Occasionally overly mellow and held back by his limited vocal range, the album still has enough flashes of Howe’s stringed wizardry to attract a crowd. Beyond his work with Yes, Asia and GTR, to name a few of the lineups he’s anchored over the years, Howe has also appeared on songs by acts as diverse as Queen, Lou Reed and Frankie Goes to Hollywood.
Howe performs just about every sound on “Love Is,” and the 10 compositions are split evenly between instrumentals and songs, alternating in the running order. His son Dylan plays drums and Jon Davison, the singer in the current Yes formation led by Howe, handles backing vocals and bass on the songs.

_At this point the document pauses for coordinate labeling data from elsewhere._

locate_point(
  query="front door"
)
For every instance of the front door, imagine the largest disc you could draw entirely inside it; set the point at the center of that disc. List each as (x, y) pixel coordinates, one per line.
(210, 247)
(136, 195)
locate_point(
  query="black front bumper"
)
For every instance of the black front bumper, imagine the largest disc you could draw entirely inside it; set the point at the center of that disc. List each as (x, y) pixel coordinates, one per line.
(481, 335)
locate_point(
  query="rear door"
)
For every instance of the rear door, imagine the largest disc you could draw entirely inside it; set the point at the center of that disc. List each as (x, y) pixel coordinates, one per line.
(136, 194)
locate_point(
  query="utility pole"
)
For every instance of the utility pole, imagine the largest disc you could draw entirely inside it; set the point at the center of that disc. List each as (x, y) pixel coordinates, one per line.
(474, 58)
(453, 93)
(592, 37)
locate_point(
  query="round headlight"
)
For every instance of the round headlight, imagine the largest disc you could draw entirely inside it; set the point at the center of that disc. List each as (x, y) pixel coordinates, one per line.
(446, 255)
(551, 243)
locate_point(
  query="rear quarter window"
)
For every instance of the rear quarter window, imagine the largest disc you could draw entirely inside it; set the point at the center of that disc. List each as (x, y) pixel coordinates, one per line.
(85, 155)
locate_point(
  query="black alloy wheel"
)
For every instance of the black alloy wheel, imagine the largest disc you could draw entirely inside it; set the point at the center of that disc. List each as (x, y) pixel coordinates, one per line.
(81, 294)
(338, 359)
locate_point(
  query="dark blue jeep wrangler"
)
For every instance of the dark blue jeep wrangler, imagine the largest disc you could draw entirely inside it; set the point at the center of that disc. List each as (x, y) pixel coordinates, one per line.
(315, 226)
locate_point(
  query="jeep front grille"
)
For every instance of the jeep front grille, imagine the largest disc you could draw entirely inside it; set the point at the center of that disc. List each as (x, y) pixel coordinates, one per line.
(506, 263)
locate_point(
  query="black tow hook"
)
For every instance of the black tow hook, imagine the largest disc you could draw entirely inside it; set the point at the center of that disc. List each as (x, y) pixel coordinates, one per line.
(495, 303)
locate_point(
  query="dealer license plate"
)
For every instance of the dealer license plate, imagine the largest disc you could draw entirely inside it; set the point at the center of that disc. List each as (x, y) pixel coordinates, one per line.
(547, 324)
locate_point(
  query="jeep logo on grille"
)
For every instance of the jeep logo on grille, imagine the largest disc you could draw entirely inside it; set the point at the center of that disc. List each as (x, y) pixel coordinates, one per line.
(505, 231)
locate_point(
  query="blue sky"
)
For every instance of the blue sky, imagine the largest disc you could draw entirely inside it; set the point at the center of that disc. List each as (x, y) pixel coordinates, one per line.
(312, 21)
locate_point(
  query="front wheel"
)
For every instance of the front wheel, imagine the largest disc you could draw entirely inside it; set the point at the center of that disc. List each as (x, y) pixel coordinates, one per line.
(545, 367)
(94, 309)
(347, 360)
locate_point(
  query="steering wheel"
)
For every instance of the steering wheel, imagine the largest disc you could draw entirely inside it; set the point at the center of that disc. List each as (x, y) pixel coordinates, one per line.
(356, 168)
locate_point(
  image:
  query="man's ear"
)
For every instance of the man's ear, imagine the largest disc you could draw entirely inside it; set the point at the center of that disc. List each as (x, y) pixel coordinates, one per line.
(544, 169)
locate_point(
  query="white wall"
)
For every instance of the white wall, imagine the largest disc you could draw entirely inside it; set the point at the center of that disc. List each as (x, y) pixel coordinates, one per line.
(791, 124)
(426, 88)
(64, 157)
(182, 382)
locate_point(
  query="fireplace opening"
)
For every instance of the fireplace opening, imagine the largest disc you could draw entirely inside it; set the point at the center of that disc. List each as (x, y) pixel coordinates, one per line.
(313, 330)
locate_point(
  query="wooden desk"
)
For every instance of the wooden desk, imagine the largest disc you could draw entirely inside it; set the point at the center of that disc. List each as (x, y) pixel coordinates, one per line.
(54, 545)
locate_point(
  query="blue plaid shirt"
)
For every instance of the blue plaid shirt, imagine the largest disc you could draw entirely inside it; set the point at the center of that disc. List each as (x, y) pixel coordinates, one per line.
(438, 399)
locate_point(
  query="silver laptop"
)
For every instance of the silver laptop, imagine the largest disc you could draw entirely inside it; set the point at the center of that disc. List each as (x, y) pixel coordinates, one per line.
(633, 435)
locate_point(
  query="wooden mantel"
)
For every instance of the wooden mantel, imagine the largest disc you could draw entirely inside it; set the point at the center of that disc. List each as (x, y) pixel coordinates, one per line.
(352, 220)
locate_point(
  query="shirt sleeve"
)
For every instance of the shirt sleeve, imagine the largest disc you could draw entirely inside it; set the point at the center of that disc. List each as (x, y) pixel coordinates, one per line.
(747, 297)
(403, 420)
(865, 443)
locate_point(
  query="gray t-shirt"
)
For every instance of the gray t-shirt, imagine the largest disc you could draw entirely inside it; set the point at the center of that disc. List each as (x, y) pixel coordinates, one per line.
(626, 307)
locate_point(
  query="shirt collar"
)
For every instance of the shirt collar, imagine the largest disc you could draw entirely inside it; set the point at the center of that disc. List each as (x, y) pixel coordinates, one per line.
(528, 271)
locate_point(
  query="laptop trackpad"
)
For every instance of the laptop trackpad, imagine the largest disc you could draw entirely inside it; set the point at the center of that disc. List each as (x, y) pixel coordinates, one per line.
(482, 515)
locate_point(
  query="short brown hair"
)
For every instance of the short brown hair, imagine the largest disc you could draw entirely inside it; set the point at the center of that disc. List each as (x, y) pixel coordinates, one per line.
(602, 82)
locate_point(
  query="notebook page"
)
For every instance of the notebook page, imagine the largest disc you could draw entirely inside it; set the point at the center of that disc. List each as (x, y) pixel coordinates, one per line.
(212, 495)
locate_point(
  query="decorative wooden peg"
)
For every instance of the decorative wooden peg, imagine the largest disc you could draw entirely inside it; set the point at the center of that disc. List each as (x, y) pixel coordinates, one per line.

Opener “Fulcrum” has a “Christmas with Hank Marvin” vibe, while “See Me Through” is catchy and well-paced but a stronger lead voice could have put it over the top. Howe described the quasi-title tune, “Love Is A River,” as “a sort of quintessential track,” and its changes of pace and mix of environmental and mystical preoccupations make it one of the most Yes-sounding efforts here.
In fact, you can discover snippets of Howe’s classic Yes-era arpeggios, strums and solos on practically all the tracks but as the minutes pass, they too often fade into less distinctive ideas. Closer “On the Balcony” opens with a furious GTR-like riff, deals with the challenges of live performances and Davison’s vocal support again so eerily echoes Howe’s seemingly eternally estranged former bandmate, Jon Anderson, that it’s bound to provoke double takes.
Howe recently told Rolling Stone magazine that a reunion with Anderson and Rick Wakeman is “completely unthinkable,” but should he think twice, it would be all right.